Google und Facebook wären verloren, wenn trackingbasierte Werbung verboten wird (an der den klassischen Medienkonzernen allerdings auch viel liegt), meint die  grüne Abgeordnete Alexandra Geese im Gespräch mit Svenja Bergt von der taz. Und die Demokratie wäre gerettet: "Jedes Datenprofil besteht aus 20.000 bis 50.000 Datenpunkten. Darunter sind sensible Daten wie Religion oder sexuelle Orientierung oder Vorlieben erfasst. Die meisten Nutzer:innen werden kaum wollen, dass Dritte darüber Bescheid wissen. Und dieselben Daten werden genutzt, um Hass, Hetze und Desinformation zu verbreiten. Wer im Netz einem Trump-Anhänger folgt, dem werden per Algorithmus auch andere und immer radikalere Inhalte zugeführt. Im Kern geht es deshalb darum, unsere Demokratie zu schützen." Ebenfalls warnt in der taz warnt Adrian Lobe vor überwachung, weil Fluggesellschaften und andere Unternehmen jetzt digitale Impfpässe fordern.
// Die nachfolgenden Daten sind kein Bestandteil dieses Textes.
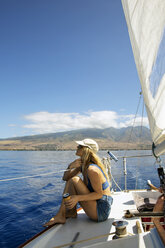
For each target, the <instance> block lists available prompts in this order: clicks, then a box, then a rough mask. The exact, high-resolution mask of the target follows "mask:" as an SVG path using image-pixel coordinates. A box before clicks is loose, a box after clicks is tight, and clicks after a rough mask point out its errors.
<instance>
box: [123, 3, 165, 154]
mask: <svg viewBox="0 0 165 248" xmlns="http://www.w3.org/2000/svg"><path fill="white" fill-rule="evenodd" d="M122 5H123V9H124V13H125V18H126V22H127V26H128V32H129V36H130V40H131V45H132V50H133V53H134V58H135V63H136V67H137V71H138V75H139V79H140V82H141V87H142V92H143V97H144V102H145V106H146V111H147V115H148V120H149V125H150V130H151V136H152V140H153V143H154V146H155V149H154V151H153V152H154V154H155V155H156V156H159V155H161V154H162V153H164V152H165V0H122Z"/></svg>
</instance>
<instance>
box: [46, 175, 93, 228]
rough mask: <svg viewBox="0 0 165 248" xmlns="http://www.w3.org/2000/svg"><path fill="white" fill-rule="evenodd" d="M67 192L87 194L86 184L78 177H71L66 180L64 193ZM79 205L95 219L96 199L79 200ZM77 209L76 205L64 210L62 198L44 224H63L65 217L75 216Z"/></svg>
mask: <svg viewBox="0 0 165 248" xmlns="http://www.w3.org/2000/svg"><path fill="white" fill-rule="evenodd" d="M66 192H69V193H70V195H85V194H89V193H90V191H89V190H88V188H87V186H86V185H85V184H84V182H83V181H82V180H81V179H80V178H79V177H73V178H71V179H70V180H69V181H67V183H66V186H65V189H64V193H66ZM80 205H81V206H82V208H83V209H84V211H85V213H86V214H87V216H88V217H89V218H91V219H93V220H97V209H96V200H93V201H83V202H80ZM76 216H77V211H76V207H74V208H73V209H71V210H69V211H68V210H66V208H65V204H64V200H62V203H61V206H60V209H59V211H58V213H57V214H56V215H55V216H54V217H53V218H52V219H50V221H48V222H47V223H45V224H44V226H51V225H54V224H57V223H61V224H64V223H65V222H66V218H67V217H76Z"/></svg>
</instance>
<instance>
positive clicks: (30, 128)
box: [23, 111, 148, 133]
mask: <svg viewBox="0 0 165 248" xmlns="http://www.w3.org/2000/svg"><path fill="white" fill-rule="evenodd" d="M24 119H25V120H27V121H28V122H29V124H26V125H24V126H23V128H25V129H28V130H30V131H31V132H32V133H52V132H60V131H69V130H74V129H83V128H108V127H115V128H121V127H127V126H131V125H132V124H133V123H134V116H133V115H119V114H118V113H116V112H114V111H96V112H93V111H89V112H87V113H84V114H79V113H49V112H37V113H32V114H30V115H26V116H24ZM137 125H141V117H140V116H138V117H137V118H136V123H135V126H137ZM143 125H145V126H148V120H147V118H146V117H145V118H144V119H143Z"/></svg>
Julia Reda antwortet bei Netzpolitik auf die neue Lobby-Kampagne Mathias Döpfners, der sich jüngst in einem offenen Brief an Ursula von der Leyen als Lordsiegelbewahrer der Demokratie im Angesicht von Google und Faceoobk aufspielte (unser Resümee). Aber auch hier geht es nur um trackingbasierte Werbung, erläutert Reda: Döpfners "Forderung nach der Werberegulierung ist nicht nur deshalb perfide, weil der Verband der Presseverleger, dessen Präsident Döpfner ist, durch Lobbying in Brüssel Seite an Seite mit den Online-Plattformen und Telekomkonzernen seit Jahren jegliche Regulierung des Online-Trackings durch die ePrivacy-Verordnung blockiert. Die Forderung ist auch ein Rückschritt gegenüber den Plänen zahlreicher Europaabgeordneter, die sich für ein allgemeines Verbot von personalisierter Werbung mittels Tracking und Targeting einsetzen, das - anders als von Döpfner gefordert - natürlich auch für Presseverlage wie Axel Springer gelten muss."
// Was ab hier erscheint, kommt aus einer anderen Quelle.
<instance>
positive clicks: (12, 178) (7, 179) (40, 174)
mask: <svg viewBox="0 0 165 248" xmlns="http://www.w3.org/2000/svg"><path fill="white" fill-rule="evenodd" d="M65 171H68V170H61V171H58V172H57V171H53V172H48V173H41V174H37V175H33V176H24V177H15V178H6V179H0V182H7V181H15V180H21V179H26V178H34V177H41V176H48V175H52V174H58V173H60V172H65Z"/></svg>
Es gibt Konzentrationstendenzen in der bisher recht chaotischen Welt der Podcasts, die die meisten Nutzer über Apps auf ihrem Handy nutzen, schreibt Serafin Dinges bei Netzpolitik. Aber längst sind große Internetkonzerne aktiv: "Spotify hat als Thronanwärter in den vergangenen Jahren besonders auf sich aufmerksam gemacht. Eine knappe Milliarde Dollar hat der schwedische Konzern bisher ausgegeben und sich von der Produktion bis zur Vermarktung und Bewerbung überall ein Stück vom Kuchen einverleibt. Deals mit exklusiven, teuren Podcaster:innen nicht inbegriffen. Spotify könnte zum YouTube der Podcasts werden, fürchten Beobachter:innen. Auf der eigenen Plattform hätte die Firma dann die Kontrolle über Werbung und Monetarisierung, Empfehlungen und Nutzungsdaten. Die Weichen für ein Quasi-Monopol sind gestellt."